# My boys & girls



## olympus (Jul 2, 2007)

Hi All,

I'm from South Africa.
I have 4 Rats, 2 girls and 2 boys.
The Boys: Moose (Siamese Hooded) | Alvin (Pink-eyed White)
The Girls: Lucy (Pink-eyed White) | Bella (Black Berkshire)

Cheers,
Oly  

Moose:









Alvin:









Lucy:









Bella:


----------



## ladylady (Apr 5, 2007)

Bootyful


----------



## Brain (Jul 15, 2007)

VERY beautiful.


----------



## silverynitrate (Apr 30, 2007)

I have never seen a rat like Moose before.

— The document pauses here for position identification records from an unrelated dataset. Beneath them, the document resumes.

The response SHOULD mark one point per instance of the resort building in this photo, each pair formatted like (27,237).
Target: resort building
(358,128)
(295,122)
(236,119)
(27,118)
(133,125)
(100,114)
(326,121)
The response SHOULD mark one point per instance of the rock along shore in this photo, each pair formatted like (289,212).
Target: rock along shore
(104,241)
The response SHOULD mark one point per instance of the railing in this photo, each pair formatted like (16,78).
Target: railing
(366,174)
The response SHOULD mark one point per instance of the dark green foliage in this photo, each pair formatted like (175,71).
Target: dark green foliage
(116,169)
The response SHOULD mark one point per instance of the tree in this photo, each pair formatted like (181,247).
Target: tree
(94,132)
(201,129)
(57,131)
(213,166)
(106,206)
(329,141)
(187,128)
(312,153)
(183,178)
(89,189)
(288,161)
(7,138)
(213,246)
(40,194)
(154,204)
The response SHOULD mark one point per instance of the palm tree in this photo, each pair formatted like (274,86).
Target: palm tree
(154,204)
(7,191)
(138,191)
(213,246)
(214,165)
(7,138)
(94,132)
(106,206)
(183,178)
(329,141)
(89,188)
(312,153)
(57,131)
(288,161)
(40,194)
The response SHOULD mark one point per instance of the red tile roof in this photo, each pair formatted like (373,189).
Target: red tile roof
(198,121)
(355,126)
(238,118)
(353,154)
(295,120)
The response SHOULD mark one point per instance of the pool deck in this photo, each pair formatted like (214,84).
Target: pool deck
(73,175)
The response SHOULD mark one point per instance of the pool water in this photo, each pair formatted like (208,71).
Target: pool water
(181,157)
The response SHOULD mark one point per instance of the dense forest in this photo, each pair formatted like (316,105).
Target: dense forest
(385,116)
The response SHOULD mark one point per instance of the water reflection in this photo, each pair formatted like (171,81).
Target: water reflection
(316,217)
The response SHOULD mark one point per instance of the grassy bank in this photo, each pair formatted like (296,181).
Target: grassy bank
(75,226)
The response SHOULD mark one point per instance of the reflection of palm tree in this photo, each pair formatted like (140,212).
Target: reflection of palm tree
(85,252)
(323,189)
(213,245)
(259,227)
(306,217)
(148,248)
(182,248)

All of your ratties are so cute!


----------



## mopydream44 (Jun 10, 2007)

wow! Did you take that pic after you gave your PEW a bath?? Her coat is amazing!!!


----------



## OhBugger. (Apr 6, 2007)

beautiful ratties!
I've never seen any markings like Moose's before, very unique.


----------



## sonoma (May 26, 2007)

You have pretty ratties! :wink: 

Moose is stunning!


----------



## Lerat (Jul 16, 2007)

very cute indeed


----------



## ghost (Jul 14, 2007)

Moose is GORGEOUS!!!!


----------



## crapola (Feb 12, 2007)

they are all beautiful ratties!!!


----------



## sk1tt135 (Jul 25, 2007)

I've never seen a rat like Moose either! That's cool. All your rats are beautiful. =D


----------



## simbakitten (Oct 10, 2007)

wow there beautiful, ive never seen a rat like the 1st one!


----------



## kaylaface (Sep 6, 2007)

pretty's!


----------



## Night (Feb 23, 2007)

Oh wow, Moose is a GORGEOUS triamese! His markings really are absolutely stunning.


----------



## Macabri (Oct 8, 2007)

All of them are lovely!


----------



## Meghan (Jul 31, 2007)

I love them all,but Moose just stole my heart


----------



## foxx (Sep 13, 2007)

Hey another South African on this site. 
I am from Cape Town where do you come from?


----------



## simbakitten (Oct 10, 2007)

beautiful rats


----------